Em torno de 1979, o Tellah saiu em excursão pelo país, tocando com diversas bandas famosas no circuito roqueiro daqueles tempos. Foi nessa excursão que os três músicos puderam exibir para o resto do país o seu repertório, numa excursão em que compartilhavam do mesmo palco que bandas como O Bixo da Seda, O Terço, Mutantes, Rita Lee e Joelho de Porco. Nos dois anos seguintes, o Tellah se apresentaria consecutivamente no Festival Interno do Colégio Objetivo (Fico). Logo depois, trabalhariam nas bases daquele que seria o primeiro e derradeiro disco da banda.

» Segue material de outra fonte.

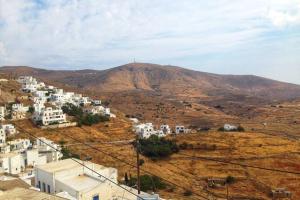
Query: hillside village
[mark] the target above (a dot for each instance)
(41, 163)
(48, 167)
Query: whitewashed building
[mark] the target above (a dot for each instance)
(19, 144)
(146, 130)
(2, 136)
(73, 179)
(181, 129)
(20, 107)
(9, 129)
(49, 116)
(11, 163)
(30, 84)
(165, 129)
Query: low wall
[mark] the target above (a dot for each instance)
(64, 125)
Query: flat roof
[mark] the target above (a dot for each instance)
(8, 183)
(66, 164)
(8, 155)
(25, 194)
(81, 182)
(59, 165)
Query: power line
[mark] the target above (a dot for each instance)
(239, 164)
(132, 165)
(127, 163)
(76, 160)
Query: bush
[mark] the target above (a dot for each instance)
(230, 179)
(72, 110)
(240, 129)
(90, 119)
(141, 162)
(221, 129)
(148, 183)
(67, 154)
(187, 193)
(31, 109)
(156, 148)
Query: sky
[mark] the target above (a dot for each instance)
(259, 37)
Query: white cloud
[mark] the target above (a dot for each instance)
(286, 13)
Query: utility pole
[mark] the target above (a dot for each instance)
(227, 191)
(138, 164)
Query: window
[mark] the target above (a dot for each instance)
(96, 197)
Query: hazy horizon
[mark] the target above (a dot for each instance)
(258, 37)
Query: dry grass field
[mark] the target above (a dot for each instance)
(271, 141)
(250, 148)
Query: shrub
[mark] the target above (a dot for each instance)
(91, 119)
(141, 162)
(148, 183)
(230, 179)
(187, 193)
(240, 129)
(155, 147)
(221, 129)
(31, 109)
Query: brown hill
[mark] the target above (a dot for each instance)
(166, 80)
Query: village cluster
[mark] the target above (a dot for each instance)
(49, 173)
(146, 130)
(40, 163)
(46, 104)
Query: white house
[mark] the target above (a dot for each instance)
(146, 130)
(40, 93)
(9, 129)
(20, 107)
(4, 148)
(44, 147)
(96, 102)
(32, 157)
(38, 107)
(25, 79)
(19, 111)
(2, 136)
(181, 129)
(50, 116)
(165, 129)
(228, 127)
(73, 179)
(11, 163)
(148, 197)
(85, 100)
(2, 113)
(30, 84)
(19, 144)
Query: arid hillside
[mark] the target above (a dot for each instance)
(271, 141)
(165, 80)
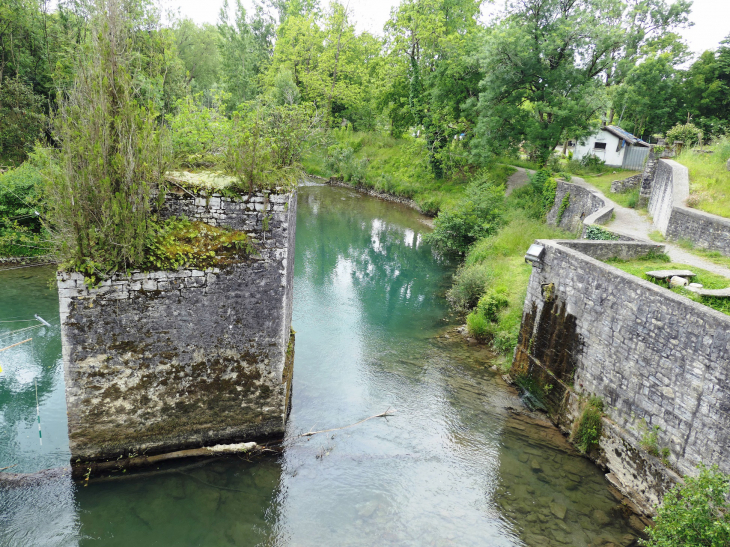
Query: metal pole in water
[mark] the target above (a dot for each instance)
(38, 412)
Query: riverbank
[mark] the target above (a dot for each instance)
(452, 465)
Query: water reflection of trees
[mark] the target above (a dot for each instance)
(394, 273)
(26, 293)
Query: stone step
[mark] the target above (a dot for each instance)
(666, 274)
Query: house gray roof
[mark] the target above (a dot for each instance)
(625, 135)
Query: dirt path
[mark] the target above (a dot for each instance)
(517, 179)
(634, 224)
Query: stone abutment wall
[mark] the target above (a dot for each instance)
(162, 361)
(655, 359)
(583, 207)
(669, 192)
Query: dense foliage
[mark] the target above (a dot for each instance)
(111, 152)
(695, 513)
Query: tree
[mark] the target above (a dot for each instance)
(21, 119)
(646, 26)
(541, 65)
(199, 50)
(246, 48)
(703, 91)
(433, 71)
(645, 100)
(695, 513)
(112, 150)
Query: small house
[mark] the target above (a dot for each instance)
(615, 147)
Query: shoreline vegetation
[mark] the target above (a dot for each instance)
(98, 102)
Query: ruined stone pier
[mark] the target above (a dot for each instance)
(161, 361)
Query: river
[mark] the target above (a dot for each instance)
(458, 462)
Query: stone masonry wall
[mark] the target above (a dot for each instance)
(162, 361)
(583, 203)
(591, 329)
(648, 178)
(670, 190)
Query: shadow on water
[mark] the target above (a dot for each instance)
(452, 466)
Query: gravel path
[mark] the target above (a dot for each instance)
(634, 224)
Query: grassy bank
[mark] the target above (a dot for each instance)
(21, 232)
(396, 166)
(709, 178)
(490, 287)
(640, 266)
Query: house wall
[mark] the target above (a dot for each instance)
(609, 156)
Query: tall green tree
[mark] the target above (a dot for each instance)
(433, 70)
(542, 65)
(199, 50)
(112, 150)
(246, 48)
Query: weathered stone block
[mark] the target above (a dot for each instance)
(172, 360)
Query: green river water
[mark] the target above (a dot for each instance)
(457, 464)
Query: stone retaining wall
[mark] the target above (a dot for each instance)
(585, 207)
(675, 221)
(591, 329)
(162, 361)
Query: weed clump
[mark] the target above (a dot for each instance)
(588, 428)
(180, 243)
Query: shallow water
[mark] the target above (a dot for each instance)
(456, 464)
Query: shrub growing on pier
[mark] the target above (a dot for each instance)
(694, 513)
(112, 150)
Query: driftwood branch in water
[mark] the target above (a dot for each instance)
(381, 415)
(86, 470)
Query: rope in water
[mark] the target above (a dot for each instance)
(38, 412)
(20, 330)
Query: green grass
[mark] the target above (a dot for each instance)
(709, 178)
(709, 280)
(519, 162)
(397, 166)
(497, 263)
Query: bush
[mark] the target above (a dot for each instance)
(492, 303)
(21, 231)
(596, 233)
(588, 428)
(592, 162)
(478, 325)
(688, 133)
(112, 151)
(470, 282)
(694, 513)
(476, 216)
(21, 119)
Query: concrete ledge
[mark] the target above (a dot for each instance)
(604, 250)
(675, 220)
(585, 208)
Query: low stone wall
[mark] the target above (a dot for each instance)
(649, 354)
(162, 361)
(584, 208)
(627, 184)
(604, 250)
(675, 221)
(647, 178)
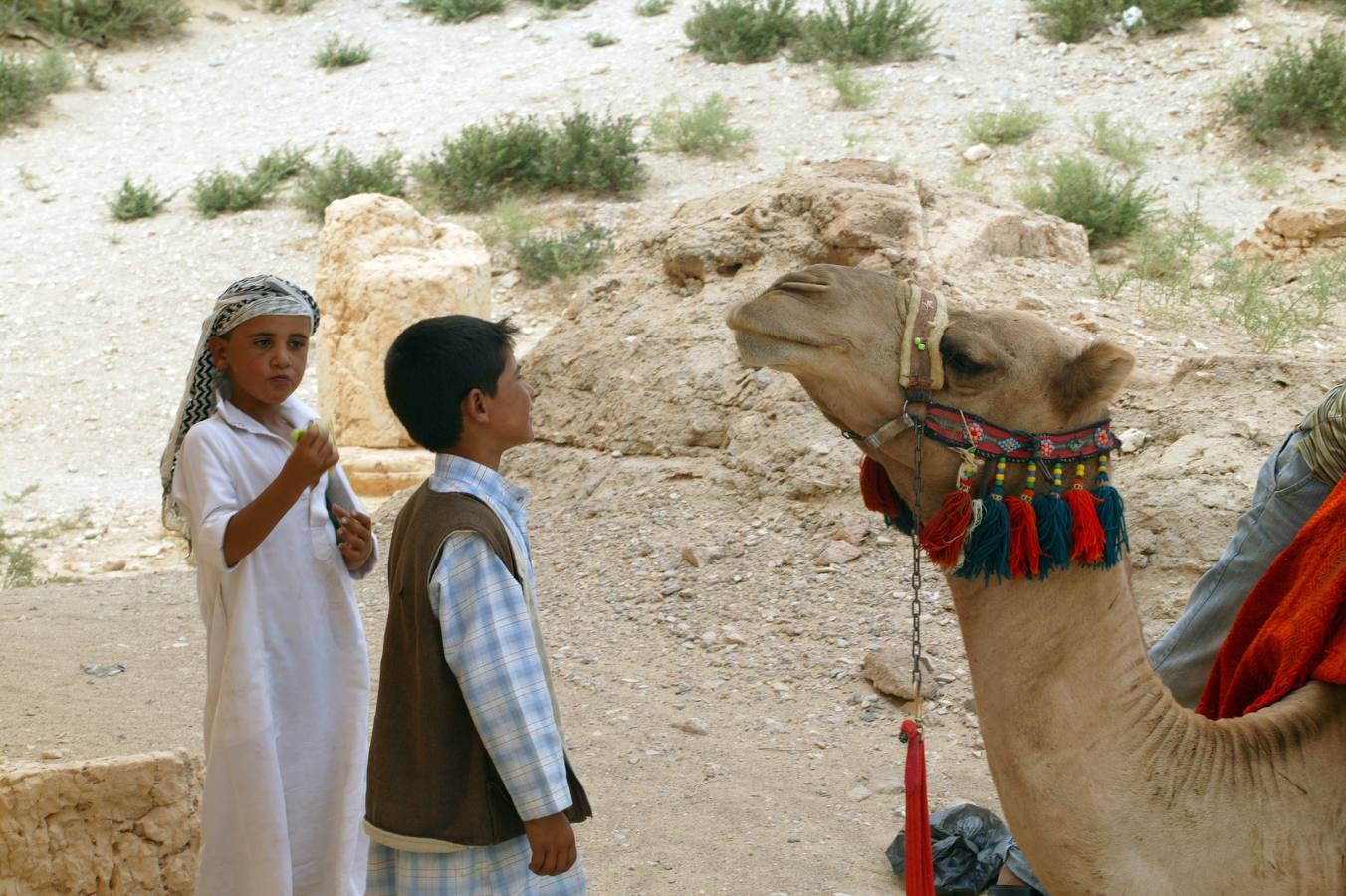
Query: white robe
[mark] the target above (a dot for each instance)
(287, 685)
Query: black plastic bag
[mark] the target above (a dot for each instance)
(968, 843)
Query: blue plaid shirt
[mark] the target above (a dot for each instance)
(490, 647)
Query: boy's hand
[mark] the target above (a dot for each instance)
(552, 841)
(354, 539)
(314, 454)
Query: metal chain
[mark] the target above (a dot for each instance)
(916, 580)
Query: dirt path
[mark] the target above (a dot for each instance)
(758, 644)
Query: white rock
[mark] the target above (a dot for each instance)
(382, 267)
(1132, 440)
(692, 727)
(976, 153)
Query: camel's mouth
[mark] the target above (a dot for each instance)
(764, 345)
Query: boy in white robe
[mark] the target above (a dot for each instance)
(278, 536)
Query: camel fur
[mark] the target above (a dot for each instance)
(1111, 787)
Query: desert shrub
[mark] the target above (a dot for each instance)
(342, 174)
(742, 30)
(1299, 91)
(1015, 124)
(523, 155)
(864, 31)
(557, 6)
(1117, 141)
(220, 191)
(339, 53)
(507, 222)
(458, 10)
(100, 20)
(1108, 206)
(853, 92)
(25, 84)
(1074, 20)
(552, 256)
(136, 201)
(703, 129)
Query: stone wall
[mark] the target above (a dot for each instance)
(124, 825)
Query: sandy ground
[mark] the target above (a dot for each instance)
(786, 788)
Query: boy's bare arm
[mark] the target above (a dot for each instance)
(552, 841)
(306, 464)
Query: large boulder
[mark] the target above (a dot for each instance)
(381, 267)
(643, 362)
(125, 825)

Continente Perdido foi gravado entre abril e agosto de 1980, nos estúdios Cruzeiro do Sul, de oito canais, em São Paulo. A maior parte das músicas registradas no primeiro álbum era de autoria de Felício, Dênis e Marcone, embora as que chegaram a ser executadas nas rádios locais fossem canções de alguns amigos famosos: as baladas Tributo ao Sorriso, de Sérgio Hinds (Terço), e É melhor voar, de Jorge Amiden e Zé Rodrix (Sá, Guarabyra & Rodrix e, depois, Joelho de Porco).

Em 1984, o grupo se reuniu para uma única apresentação, realizada a convite de um shopping de Brasília, onde executaram todo o repertório do disco e incluíram algumas surpresas, como Caçador de Mim, de Sérgio Magrão, do grupo mineiro 14 Bis; e Visitante, de Jorge Amiden. As duas canções foram relançadas em CD.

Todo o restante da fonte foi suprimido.